Am Askanischen Platz beginnt der Umbau des denkmalgeschützten Gebäudes für die Dauerausstellung zu Flucht und Vertreibung Der Ende der 20er Jahre errichtete Komplex und das benachbarte Europahaus haben eine bewegte Geschichte.

Jetzt zählt sie schon die Tage, an denen noch Pils aus dem Zapfhahn schäumt. Seit 35 Jahren steht Dorothea Bauer (68) am Tresen in ihrem Lokal „Zur Traube“ im Deutschlandhaus am Askanischen Platz. Über ihr, im sechs Meter hohen Kneipenhimmel, ist die Stuckdecke vom Zigarettendunst ergraut. Hinter ihr stehen die blanken Biergläser im Art-déco- Büfett. An den Wänden alte Ansichten vom Anhalter Bahnhof. Doch Ende des Monats muss auch Dorothea Bauer „als allerletzte raus“, wie sie sagt. Nebenan, im Café Stresemann, sind die Fenster schon mit Packpapier verklebt. Und die oberen Etagen, in denen die Landsmannschaften des Bundes der Vertriebenen seit 1965 ihre Büros hatten, stehen bereits seit einigen Jahren leer.

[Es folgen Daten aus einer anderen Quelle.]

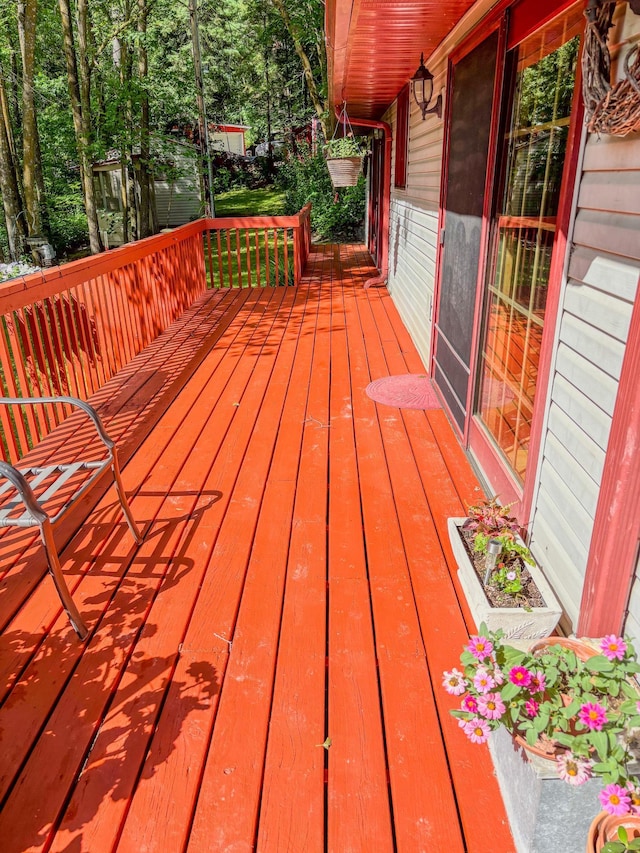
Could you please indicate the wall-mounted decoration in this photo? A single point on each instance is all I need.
(608, 109)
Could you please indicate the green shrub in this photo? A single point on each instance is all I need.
(337, 215)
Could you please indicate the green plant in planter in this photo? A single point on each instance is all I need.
(623, 844)
(345, 146)
(580, 710)
(489, 522)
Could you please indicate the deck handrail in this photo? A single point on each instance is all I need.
(66, 330)
(258, 250)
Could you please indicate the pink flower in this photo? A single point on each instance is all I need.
(520, 675)
(483, 681)
(573, 770)
(491, 706)
(614, 799)
(453, 682)
(477, 730)
(593, 716)
(634, 793)
(532, 707)
(470, 704)
(538, 682)
(480, 647)
(613, 647)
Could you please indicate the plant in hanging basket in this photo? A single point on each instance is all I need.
(581, 708)
(504, 586)
(344, 146)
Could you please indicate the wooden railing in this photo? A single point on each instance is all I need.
(67, 330)
(264, 251)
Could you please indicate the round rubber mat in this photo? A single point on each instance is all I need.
(408, 391)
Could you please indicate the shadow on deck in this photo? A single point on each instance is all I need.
(265, 670)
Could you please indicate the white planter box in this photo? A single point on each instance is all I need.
(516, 622)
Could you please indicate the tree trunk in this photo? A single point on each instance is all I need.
(33, 179)
(319, 104)
(81, 126)
(9, 184)
(145, 151)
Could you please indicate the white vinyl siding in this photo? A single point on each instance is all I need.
(413, 228)
(593, 325)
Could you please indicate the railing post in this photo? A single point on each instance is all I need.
(297, 253)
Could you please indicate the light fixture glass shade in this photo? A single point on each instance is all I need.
(422, 82)
(422, 85)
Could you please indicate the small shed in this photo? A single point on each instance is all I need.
(228, 137)
(176, 191)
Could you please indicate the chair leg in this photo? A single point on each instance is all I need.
(55, 571)
(124, 503)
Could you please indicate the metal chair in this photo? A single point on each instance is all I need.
(25, 481)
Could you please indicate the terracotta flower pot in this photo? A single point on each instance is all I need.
(583, 651)
(543, 759)
(604, 827)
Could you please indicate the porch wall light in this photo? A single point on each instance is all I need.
(422, 82)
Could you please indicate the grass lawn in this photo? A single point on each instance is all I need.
(244, 202)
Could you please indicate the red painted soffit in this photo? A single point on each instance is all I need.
(374, 47)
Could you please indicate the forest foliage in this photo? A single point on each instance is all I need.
(81, 80)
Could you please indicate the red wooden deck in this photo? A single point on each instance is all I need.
(264, 672)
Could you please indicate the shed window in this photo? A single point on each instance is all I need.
(402, 137)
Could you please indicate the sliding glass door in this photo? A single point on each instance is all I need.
(537, 102)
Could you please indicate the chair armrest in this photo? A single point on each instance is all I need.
(72, 401)
(24, 490)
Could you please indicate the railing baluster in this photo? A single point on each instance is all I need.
(220, 273)
(230, 273)
(238, 256)
(88, 291)
(8, 356)
(70, 329)
(256, 238)
(209, 257)
(248, 256)
(266, 256)
(285, 236)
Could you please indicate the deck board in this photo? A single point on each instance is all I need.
(264, 671)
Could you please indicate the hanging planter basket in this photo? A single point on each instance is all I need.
(344, 154)
(344, 171)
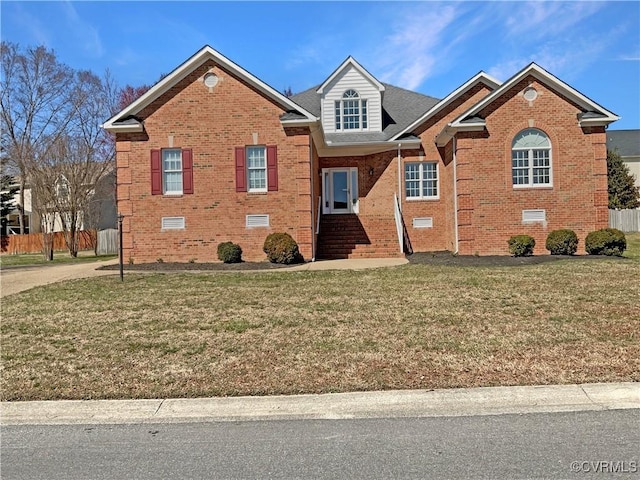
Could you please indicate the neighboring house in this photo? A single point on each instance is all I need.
(100, 215)
(627, 143)
(353, 166)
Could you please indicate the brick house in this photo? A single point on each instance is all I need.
(355, 167)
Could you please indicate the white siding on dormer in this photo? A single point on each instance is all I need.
(351, 78)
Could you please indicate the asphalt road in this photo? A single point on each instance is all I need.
(573, 445)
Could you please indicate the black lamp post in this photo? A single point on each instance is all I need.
(120, 218)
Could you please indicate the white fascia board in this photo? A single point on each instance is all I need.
(481, 77)
(547, 78)
(350, 61)
(206, 53)
(123, 128)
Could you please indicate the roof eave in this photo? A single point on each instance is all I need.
(480, 77)
(598, 122)
(195, 61)
(123, 128)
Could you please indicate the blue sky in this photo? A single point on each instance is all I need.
(430, 47)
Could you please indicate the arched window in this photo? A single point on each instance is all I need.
(351, 112)
(531, 159)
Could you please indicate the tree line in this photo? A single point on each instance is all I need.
(52, 143)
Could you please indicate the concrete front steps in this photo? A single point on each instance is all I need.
(350, 236)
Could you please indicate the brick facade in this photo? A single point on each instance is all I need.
(212, 122)
(476, 211)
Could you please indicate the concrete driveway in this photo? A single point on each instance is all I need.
(18, 279)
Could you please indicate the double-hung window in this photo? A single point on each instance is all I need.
(531, 159)
(257, 169)
(171, 171)
(421, 180)
(351, 112)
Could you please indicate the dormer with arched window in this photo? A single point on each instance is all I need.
(351, 100)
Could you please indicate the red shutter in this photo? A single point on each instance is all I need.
(272, 168)
(156, 173)
(241, 171)
(187, 171)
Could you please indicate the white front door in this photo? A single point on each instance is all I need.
(340, 189)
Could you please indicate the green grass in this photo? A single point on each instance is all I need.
(416, 326)
(7, 260)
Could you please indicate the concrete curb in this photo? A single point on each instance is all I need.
(401, 403)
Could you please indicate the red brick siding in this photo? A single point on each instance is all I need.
(212, 123)
(490, 209)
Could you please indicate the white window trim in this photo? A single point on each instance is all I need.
(420, 180)
(361, 117)
(530, 166)
(266, 172)
(164, 171)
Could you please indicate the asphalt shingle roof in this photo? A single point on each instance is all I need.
(626, 141)
(400, 108)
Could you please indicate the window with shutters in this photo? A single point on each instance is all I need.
(171, 171)
(256, 169)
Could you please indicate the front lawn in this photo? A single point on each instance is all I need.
(277, 332)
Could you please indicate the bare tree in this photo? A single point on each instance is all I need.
(67, 177)
(36, 107)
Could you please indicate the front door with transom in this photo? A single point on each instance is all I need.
(339, 190)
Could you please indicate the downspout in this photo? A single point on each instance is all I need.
(455, 195)
(313, 201)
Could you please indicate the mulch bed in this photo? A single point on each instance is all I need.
(423, 258)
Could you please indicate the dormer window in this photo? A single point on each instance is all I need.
(351, 112)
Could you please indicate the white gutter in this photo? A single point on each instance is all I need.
(455, 195)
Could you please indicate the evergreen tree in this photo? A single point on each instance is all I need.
(623, 193)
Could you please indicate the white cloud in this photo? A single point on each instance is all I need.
(412, 50)
(534, 20)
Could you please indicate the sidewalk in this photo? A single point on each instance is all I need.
(389, 404)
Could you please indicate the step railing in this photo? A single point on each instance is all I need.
(401, 229)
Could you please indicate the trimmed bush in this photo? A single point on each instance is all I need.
(282, 248)
(521, 245)
(562, 242)
(607, 241)
(229, 252)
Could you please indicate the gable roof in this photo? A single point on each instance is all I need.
(125, 120)
(480, 77)
(626, 141)
(400, 108)
(350, 62)
(593, 114)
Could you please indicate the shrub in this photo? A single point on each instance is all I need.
(521, 245)
(282, 248)
(229, 252)
(607, 241)
(562, 242)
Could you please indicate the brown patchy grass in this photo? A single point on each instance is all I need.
(417, 326)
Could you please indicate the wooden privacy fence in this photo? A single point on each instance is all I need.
(625, 220)
(32, 242)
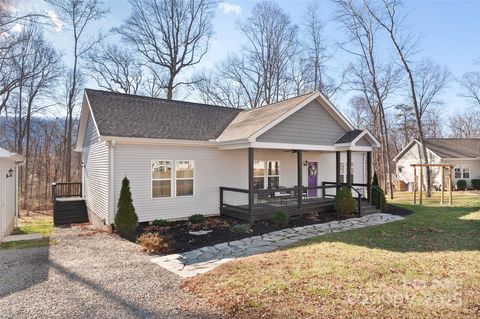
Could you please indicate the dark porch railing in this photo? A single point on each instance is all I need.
(60, 190)
(264, 201)
(291, 198)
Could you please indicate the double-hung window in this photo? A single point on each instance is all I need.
(184, 178)
(259, 175)
(266, 173)
(343, 172)
(273, 174)
(462, 172)
(161, 179)
(164, 177)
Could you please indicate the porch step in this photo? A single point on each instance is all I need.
(368, 209)
(70, 212)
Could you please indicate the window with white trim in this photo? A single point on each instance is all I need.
(258, 174)
(462, 172)
(266, 173)
(184, 178)
(273, 174)
(161, 179)
(343, 172)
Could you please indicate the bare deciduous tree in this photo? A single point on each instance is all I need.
(171, 35)
(465, 124)
(374, 80)
(115, 69)
(405, 46)
(78, 14)
(272, 42)
(470, 83)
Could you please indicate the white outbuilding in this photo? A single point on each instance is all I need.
(9, 163)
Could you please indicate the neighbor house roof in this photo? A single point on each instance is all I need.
(454, 147)
(125, 115)
(449, 147)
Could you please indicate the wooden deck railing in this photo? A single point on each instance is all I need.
(60, 190)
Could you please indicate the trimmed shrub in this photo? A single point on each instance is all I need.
(378, 198)
(461, 184)
(153, 243)
(126, 220)
(241, 229)
(280, 217)
(344, 202)
(161, 223)
(475, 183)
(196, 219)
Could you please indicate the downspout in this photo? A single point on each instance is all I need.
(17, 215)
(111, 195)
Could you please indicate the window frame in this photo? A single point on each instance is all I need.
(183, 178)
(461, 169)
(343, 176)
(265, 175)
(268, 175)
(172, 162)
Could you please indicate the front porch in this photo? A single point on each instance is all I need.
(256, 203)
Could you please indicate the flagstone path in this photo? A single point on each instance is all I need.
(201, 260)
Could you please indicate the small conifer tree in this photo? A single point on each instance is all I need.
(126, 220)
(375, 180)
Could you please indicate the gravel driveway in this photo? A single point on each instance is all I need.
(90, 275)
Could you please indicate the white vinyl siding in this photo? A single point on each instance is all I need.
(7, 197)
(212, 168)
(95, 157)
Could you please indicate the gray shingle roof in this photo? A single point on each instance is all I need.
(349, 136)
(454, 147)
(125, 115)
(249, 122)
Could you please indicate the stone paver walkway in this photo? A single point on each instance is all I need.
(201, 260)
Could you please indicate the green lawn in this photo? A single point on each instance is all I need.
(427, 265)
(36, 224)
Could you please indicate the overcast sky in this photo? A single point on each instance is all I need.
(450, 32)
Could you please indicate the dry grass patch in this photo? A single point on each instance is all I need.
(427, 266)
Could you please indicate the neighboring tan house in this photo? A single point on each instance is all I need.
(187, 158)
(9, 163)
(463, 153)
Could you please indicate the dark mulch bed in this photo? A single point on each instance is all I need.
(221, 230)
(396, 210)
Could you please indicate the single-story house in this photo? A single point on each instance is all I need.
(9, 163)
(186, 158)
(463, 153)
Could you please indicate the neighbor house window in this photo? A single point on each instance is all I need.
(343, 172)
(462, 172)
(273, 174)
(259, 175)
(184, 177)
(161, 179)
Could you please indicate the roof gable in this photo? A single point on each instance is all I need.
(312, 124)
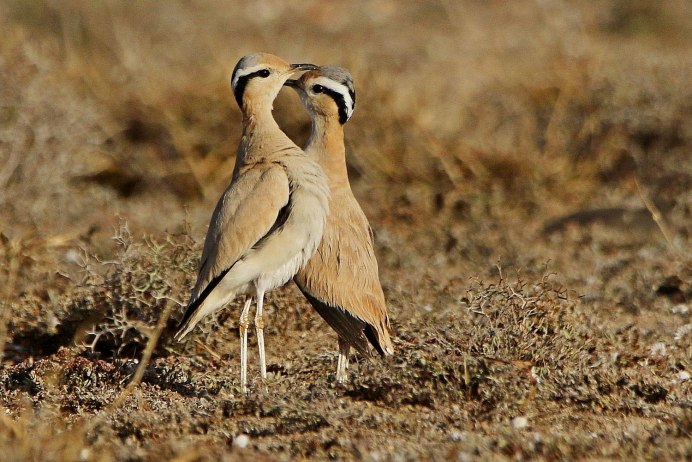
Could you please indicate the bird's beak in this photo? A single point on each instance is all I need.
(304, 67)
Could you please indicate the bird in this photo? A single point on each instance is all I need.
(270, 219)
(341, 280)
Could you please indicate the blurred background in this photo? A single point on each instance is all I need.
(525, 132)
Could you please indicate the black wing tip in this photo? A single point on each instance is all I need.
(371, 335)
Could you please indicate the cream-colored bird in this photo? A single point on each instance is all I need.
(270, 219)
(341, 280)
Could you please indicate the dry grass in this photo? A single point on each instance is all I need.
(552, 137)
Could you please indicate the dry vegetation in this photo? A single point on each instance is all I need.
(526, 167)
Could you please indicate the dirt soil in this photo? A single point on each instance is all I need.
(526, 168)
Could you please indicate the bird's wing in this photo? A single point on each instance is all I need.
(246, 213)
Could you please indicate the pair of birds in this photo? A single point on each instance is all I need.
(290, 213)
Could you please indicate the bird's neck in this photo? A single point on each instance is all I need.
(326, 146)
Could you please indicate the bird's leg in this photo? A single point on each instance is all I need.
(259, 327)
(244, 323)
(342, 364)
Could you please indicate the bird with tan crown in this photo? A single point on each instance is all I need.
(270, 219)
(341, 280)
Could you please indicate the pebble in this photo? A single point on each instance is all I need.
(241, 441)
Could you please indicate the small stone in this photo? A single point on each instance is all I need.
(241, 441)
(520, 422)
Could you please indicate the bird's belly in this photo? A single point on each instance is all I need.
(280, 276)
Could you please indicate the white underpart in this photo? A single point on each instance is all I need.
(339, 88)
(243, 72)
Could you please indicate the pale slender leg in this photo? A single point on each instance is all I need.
(259, 327)
(244, 323)
(342, 364)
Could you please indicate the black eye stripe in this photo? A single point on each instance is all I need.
(242, 82)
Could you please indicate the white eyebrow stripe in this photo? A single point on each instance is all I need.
(340, 88)
(243, 72)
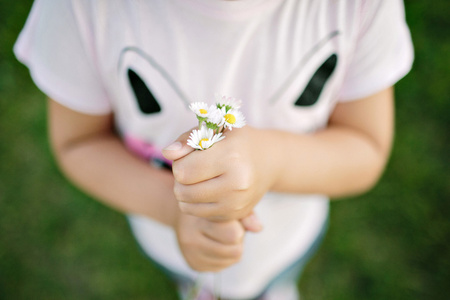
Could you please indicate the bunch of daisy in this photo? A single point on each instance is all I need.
(214, 120)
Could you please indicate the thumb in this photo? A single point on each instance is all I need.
(251, 223)
(178, 148)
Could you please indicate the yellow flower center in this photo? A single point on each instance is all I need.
(202, 140)
(231, 119)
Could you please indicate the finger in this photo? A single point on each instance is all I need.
(209, 191)
(178, 148)
(200, 166)
(226, 233)
(212, 256)
(252, 223)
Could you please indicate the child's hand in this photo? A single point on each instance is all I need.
(209, 246)
(225, 181)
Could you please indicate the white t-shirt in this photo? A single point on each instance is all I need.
(290, 61)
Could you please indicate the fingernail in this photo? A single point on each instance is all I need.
(174, 146)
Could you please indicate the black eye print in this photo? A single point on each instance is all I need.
(146, 101)
(315, 86)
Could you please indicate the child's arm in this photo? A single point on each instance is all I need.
(93, 158)
(348, 157)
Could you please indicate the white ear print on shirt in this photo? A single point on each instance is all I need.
(312, 91)
(147, 102)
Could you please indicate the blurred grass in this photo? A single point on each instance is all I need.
(392, 243)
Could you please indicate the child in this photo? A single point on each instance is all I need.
(315, 78)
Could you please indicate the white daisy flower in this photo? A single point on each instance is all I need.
(201, 109)
(227, 102)
(216, 116)
(204, 138)
(234, 119)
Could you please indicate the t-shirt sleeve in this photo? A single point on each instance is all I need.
(383, 51)
(56, 47)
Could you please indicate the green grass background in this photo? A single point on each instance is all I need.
(392, 243)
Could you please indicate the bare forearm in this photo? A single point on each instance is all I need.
(103, 168)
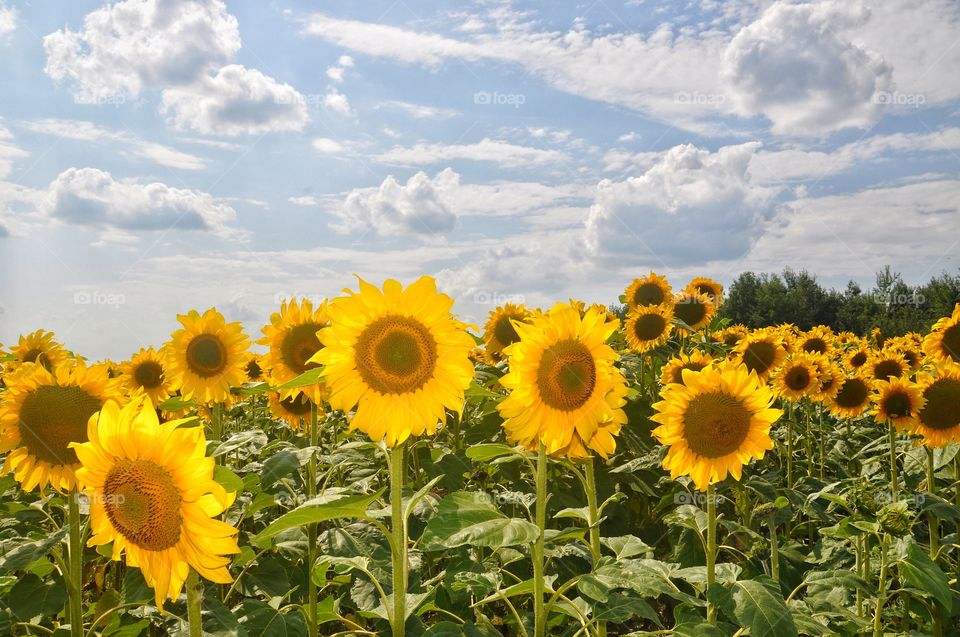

Das etwas staubig gewordene Deutschlandhaus an der Kreuzberger Stresemannstraße 90 wird vom kommenden Jahr an für 30 Millionen Euro saniert, umgebaut und erweitert. Drei Jahre sind für diese Arbeiten veranschlagt. Die mit rotem Sandstein verzierte, denkmalgeschützte expressionistische Fassade des von 1926 bis 1931 errichteten Gebäudes bleibt erhalten. Im Inneren entsteht ein lichtdurchfluteter moderner Museumsbau mit Foyer, Ausstellungshallen und Galeriesälen nach einem Entwurf der Vorarlberger Architekten Bernhard und Stefan Marte. Dafür wird auch der jetzige Innenhof überbaut. Ab 2016 soll dann die vom Bund geförderte „Stiftung Flucht, Vertreibung, Versöhnung“ einziehen mit ihrem Dokumentationszentrum und einer neuen Dauerausstellung zu Flucht und Vertreibung in Europa.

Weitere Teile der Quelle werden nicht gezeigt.